Integrative analysis of metabolic subtypes in triple-negative breast cancer reveals new therapeutic strategies

Abstract

Background: Dysregulated metabolism is a hallmark of cancer and targeting specific metabolic pathways of cancer cells is a promising therapeutic strategy. Despite recent studies identified triple-negative breast cancer (TNBC) molecular subtypes, its metabolic pathway dependencies and metabolic classification has not been fully understood. Methods: We applied an integrative analysis on transcriptomic and genomic data of TNBC (n=360) from Fudan University Shanghai Cancer Center to explore the metabolic heterogeneity of TNBC. We conducted gene set variation analysis to calculate the relative enrichment score of 86 metabolic pathways in each sample. Furthermore, K-means clustering method was performed to classify the TNBC metabolic enrichment levels into heterogeneous subtypes. In addition, we systematically explored the metabolic differences and prognostic significance of the metabolic pathway based subtypes (MPS). A subset of TNBC cell lines were used to identify the different metabolites and metabolic phenotypes produced by the subtypes.
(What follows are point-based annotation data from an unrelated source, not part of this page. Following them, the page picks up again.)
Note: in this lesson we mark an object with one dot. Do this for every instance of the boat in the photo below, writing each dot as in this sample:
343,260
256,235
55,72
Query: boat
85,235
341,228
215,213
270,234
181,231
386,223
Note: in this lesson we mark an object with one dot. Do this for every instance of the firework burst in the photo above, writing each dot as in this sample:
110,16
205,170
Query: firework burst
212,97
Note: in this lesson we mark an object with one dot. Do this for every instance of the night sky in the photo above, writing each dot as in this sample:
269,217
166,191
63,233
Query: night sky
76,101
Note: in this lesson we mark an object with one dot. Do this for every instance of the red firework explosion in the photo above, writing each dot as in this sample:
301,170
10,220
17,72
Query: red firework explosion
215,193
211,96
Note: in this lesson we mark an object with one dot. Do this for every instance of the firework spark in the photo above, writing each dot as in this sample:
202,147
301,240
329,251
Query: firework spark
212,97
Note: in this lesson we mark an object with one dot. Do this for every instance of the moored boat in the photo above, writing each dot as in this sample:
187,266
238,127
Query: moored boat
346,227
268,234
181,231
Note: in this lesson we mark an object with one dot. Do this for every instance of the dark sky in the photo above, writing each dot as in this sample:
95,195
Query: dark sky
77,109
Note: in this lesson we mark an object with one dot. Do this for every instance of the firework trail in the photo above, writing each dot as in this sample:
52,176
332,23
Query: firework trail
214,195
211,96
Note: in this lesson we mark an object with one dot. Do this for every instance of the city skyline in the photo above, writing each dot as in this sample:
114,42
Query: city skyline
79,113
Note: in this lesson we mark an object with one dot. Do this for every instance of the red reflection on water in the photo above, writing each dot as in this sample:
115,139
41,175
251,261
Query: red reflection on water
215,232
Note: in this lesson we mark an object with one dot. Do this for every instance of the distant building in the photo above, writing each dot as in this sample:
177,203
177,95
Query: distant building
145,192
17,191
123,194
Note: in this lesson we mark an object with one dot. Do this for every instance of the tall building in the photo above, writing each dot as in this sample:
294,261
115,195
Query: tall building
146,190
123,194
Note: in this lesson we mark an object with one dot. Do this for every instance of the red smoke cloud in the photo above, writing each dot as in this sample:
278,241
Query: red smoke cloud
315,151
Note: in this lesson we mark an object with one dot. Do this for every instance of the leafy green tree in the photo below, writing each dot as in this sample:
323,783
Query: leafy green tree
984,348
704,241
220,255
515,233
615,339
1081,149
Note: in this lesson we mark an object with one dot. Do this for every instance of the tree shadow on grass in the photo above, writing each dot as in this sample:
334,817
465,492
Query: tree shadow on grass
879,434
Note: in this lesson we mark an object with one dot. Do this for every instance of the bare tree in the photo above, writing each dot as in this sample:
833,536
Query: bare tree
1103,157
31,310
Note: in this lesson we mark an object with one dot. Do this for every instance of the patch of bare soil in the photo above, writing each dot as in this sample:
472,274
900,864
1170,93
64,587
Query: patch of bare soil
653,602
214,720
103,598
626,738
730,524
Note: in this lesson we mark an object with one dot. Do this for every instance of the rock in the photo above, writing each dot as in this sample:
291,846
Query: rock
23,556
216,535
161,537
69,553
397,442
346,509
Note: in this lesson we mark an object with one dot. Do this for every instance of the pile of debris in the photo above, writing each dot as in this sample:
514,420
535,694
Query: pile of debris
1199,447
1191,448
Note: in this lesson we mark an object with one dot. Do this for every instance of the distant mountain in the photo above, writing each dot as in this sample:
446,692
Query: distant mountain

Results: We identified three heterogeneous subtypes in TNBC: MPS1, the lipidic subtype, with upregulated lipid metabolism; MPS2, the glycolytic subtype, with upregu-lated carbohydrate and nucleotide metabolism; MPS3, the mixed subtype, with part of pathways dysregulated. We found that MPS2 patients have worse prognosis, high homologous recombination deficiency score and are characterized by an amplification in chr12p12-12p13 genomic region. This amplification resulted in the over-expression of GAPDH, TPI1, ENO2, LDHB and DERA. TNBC cell lines belonging to MPS1 and MPS2 showed striking differences in fatty acid uptake, oxygen consumption and glucose utilization, and corresponded to differences in cell sensitivity to inhibitors of gly-colysis, glutamine metabolism, lipid synthesis. Moreover, knockdown of TPI1 in MPS2 TNBC cells inhibited cell growth, migration and invasion. Conclusions: We identify three metabolic pathway based subtypes of TNBC with different prognosis outcomes which showed distinct sensitivities to metabolic inhibitors. Our study suggests opportunities for personalized therapies and TPI1 might serve as a potential therapeutic target.